Kami tidak terlalu lama berada di lokasi bekas stasiun radio itu karena hari sudah semakin sore. Sambil beranjak menuju pulang, kami masih sempatkan mampir ke satu lokasi lain di Sapan yang memang terlewati, yaitu situs Candi Bojong Emas. Lokasinya di pinggir Jl. Raya Sapan dekat sekali dengan Sungai Ci Tarum. Kondisi candi di sini sangat tidak terawat  dan  terkesan dibiarkan saja. Di sini terdapat pagar pembatas kayu lebih kurang satu meter dan plang spanduk yang sobek. Di bagian dalam terdapat banyak tumpukan batu kali.

Senang rasanya setiap kali momotoran bareng Aleut, apalagi hujan turun, serasa nostalgia masa kecil, hihihi. Apalagi ini adalah momotoran pertamaku di Aleut ke wilayah Timur. Di sini aku merasa pengetahuanku tentang sejarah perkeretaan apian lumayan bertambah. Dan aku baru tau juga ternyata di Bandung ada Candi,  jadi gak usah jauh-jauh deh cari candi ke daerah lain, hihihi. Pokoknya momororan kali ini enggak kalah menariknya. sampai jumpa di perjalanan momotoran selanjutnya.

***

Momotoran Jejak Kereta Api Bandung-Tanjungsari

Ditulis oleh: Aditya Wijaya

Hana nguni hana mangke, tan hana nguni tan hana mangke,

Ada dahulu ada sekarang, bila tak ada dahulu tak akan ada sekarang.

Saya tak mengira bahwa Bandung Timur menyimpan kepingan sejarah masa lalu, dari mulai perkebunan, kereta api, hingga candi. Ternyata banyak juga bahan pembelajaran di sini dan saya mendapatkan sebagiannya ketika hari Sabtu lalu, 30 Januari 2021, saya mengikuti kegiatan momotoran bersama Aleut Development Program 2020.

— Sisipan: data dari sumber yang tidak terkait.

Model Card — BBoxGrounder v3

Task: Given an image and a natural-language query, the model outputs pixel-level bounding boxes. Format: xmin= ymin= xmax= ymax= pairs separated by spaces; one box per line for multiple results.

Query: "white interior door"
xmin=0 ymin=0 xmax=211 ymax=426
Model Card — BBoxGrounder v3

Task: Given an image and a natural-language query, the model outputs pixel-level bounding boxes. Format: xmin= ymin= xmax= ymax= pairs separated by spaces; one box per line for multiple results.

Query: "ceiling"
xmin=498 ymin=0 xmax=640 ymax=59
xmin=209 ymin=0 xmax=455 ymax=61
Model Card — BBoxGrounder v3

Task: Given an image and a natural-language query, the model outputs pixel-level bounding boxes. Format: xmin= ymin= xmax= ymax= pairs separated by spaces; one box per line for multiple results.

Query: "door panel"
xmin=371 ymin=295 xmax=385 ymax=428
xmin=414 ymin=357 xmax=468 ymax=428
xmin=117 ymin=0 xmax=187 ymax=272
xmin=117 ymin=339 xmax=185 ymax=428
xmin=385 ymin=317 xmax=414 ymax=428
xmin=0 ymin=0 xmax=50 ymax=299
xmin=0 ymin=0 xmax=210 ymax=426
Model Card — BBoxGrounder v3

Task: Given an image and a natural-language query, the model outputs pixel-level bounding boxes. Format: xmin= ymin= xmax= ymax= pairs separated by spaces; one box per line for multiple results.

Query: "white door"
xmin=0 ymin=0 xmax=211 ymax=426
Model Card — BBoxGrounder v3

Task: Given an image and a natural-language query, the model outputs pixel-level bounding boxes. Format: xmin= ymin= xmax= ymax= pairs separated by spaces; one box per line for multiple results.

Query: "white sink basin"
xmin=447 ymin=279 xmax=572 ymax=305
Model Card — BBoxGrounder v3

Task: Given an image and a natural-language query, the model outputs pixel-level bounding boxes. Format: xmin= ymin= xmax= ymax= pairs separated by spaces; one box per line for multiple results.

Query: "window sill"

Tema utama momotoran ini sebenarnya menyusuri jejak jalur kereta api mati antara Bandung-Tanjungsari. Tapi di bagian akhir, ada beberapa bonus yang mengejutkan.

Jembatan Cincin Cikuda

Lokasi pertama yang kami datangi yaitu Jembatan Cincin yang terletak dekat Jalan Raya Pos dan kampus Unpad. Setelah melewati satu jalur jalan sempit, kami tiba di atas bekas jembatan kereta api yang masih berdiri kokoh, seperti tak tergerus oleh waktu. Arah timur dari jembatan ini terlihat Gunung Geulis, namun sayang pemandangan tersebut terhalang gedung tinggi. Di sekitar jembatan pun terlihat tidak terawat, banyak tumpukan sampah di sana-sini.

Kereta api sedang melintasi Jembatan Cincin Cikuda, di belakangnya terlihat Gunung Geulis. Foto: nationaalarchief.nl

Lalu kami berjalan menuju bagian bawah jembatan, di sana terdapat komplek permakaman warga lokal. Dari bawah sini terlihat jelas bentuk jembatan, lingkaran bawah jembatan memang terlihat seperti cincin, mungkin itu sebabnya jembatan ini dinamai Jembatan Cincin. Eksplorasi di sekitar jembatan ini tidak terlalu lama karena kami akan bergerak menuju lokasi berikutnya.